The doctor insisted Maradona’s daily well-being once he left hospital on November 11 following his operation was not his direct responsibility.

He added: “I don’t blame myself for anything. It’s very unfair what’s happening.

“Someone is trying to find a scapegoat here when I don’t see one anywhere. We all did the best we could with Diego.”

Meanwhile, a nurse caring for Maradona at his rented home has claimed she had been made to lie about checking up on the footie legend around three hours before he was found lifeless in his bedroom.


Dahiana Gisela Madrid’s lawyer Rodolfo Baque subsequently claimed the retired footballer had fallen and hit his head on November 18 a week before his death.

Rodolfo Baque told an Argentinian TV news outlet: “He fell and he hit his head. He wasn’t taken to hospital for a scan or an X-ray. He wasn’t taken anywhere.

“It wasn’t a heavy fall but it was a fall. Maradona said he had hit his right side, the other side to the one he was operated on.

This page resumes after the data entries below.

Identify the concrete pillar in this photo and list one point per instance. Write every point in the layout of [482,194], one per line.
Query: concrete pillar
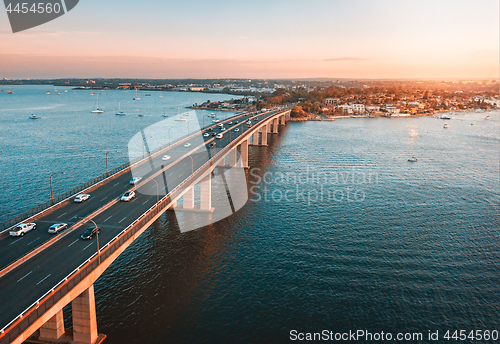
[54,328]
[244,153]
[222,162]
[233,157]
[255,138]
[264,135]
[84,317]
[206,192]
[188,198]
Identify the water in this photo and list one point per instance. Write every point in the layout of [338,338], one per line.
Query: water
[70,139]
[343,234]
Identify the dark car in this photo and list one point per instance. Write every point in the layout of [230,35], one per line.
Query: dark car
[89,233]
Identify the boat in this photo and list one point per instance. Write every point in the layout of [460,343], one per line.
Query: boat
[120,113]
[97,110]
[136,97]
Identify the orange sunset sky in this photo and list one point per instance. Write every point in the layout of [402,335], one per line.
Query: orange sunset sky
[259,39]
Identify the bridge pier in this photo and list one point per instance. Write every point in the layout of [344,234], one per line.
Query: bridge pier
[84,317]
[255,138]
[244,154]
[53,329]
[188,198]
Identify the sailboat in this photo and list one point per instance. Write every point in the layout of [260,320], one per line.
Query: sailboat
[97,110]
[120,113]
[137,98]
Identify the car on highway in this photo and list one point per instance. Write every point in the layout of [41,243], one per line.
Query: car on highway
[135,180]
[127,196]
[58,227]
[81,198]
[22,228]
[89,233]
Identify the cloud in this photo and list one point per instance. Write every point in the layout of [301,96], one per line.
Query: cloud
[347,58]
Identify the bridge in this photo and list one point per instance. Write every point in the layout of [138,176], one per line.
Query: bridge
[42,273]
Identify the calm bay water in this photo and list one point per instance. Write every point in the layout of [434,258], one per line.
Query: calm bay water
[341,232]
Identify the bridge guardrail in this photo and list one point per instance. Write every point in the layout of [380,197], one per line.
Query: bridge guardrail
[39,307]
[9,223]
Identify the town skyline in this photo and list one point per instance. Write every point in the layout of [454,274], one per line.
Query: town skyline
[285,40]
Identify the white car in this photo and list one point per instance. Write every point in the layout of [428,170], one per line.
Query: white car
[22,228]
[58,227]
[127,196]
[135,180]
[81,198]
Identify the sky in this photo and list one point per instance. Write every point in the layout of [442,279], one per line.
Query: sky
[360,39]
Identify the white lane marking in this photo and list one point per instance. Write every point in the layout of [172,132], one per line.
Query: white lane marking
[43,279]
[16,241]
[19,280]
[33,241]
[87,246]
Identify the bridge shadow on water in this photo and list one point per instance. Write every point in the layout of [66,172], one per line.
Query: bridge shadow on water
[142,296]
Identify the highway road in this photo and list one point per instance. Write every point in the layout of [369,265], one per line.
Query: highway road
[25,284]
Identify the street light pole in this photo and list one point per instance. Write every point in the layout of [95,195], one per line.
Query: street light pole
[51,189]
[157,191]
[107,173]
[97,235]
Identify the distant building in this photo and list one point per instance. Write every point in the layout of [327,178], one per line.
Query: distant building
[331,101]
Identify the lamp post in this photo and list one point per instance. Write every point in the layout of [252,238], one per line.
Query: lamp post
[97,235]
[51,189]
[157,191]
[107,172]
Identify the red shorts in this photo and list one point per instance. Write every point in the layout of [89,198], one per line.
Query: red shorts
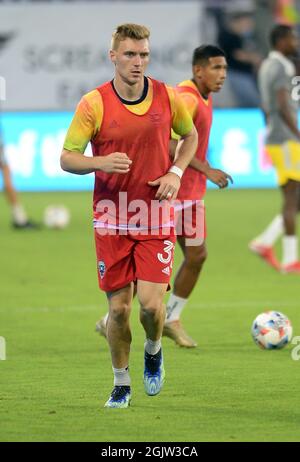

“He was picked up and Maradona carried on with his life as normal.”

Mr Baque also claimed his heartbeat had been faster than normal and reached 115 in the days before his death, but “nothing” was done about the warning signs.

Diego was just 60 when he died of heart failure – sparking an outpouring of grief across the world, but especially in his home country of Argentina. 

His untimely death is set to unleash a mass fight for his multi-million pound fortune.

It will be a scrap between the five children he has recognised as his and others who are insisting Diego was their dad – like teenager Santiago Lara and mum-of-two Magali Gil.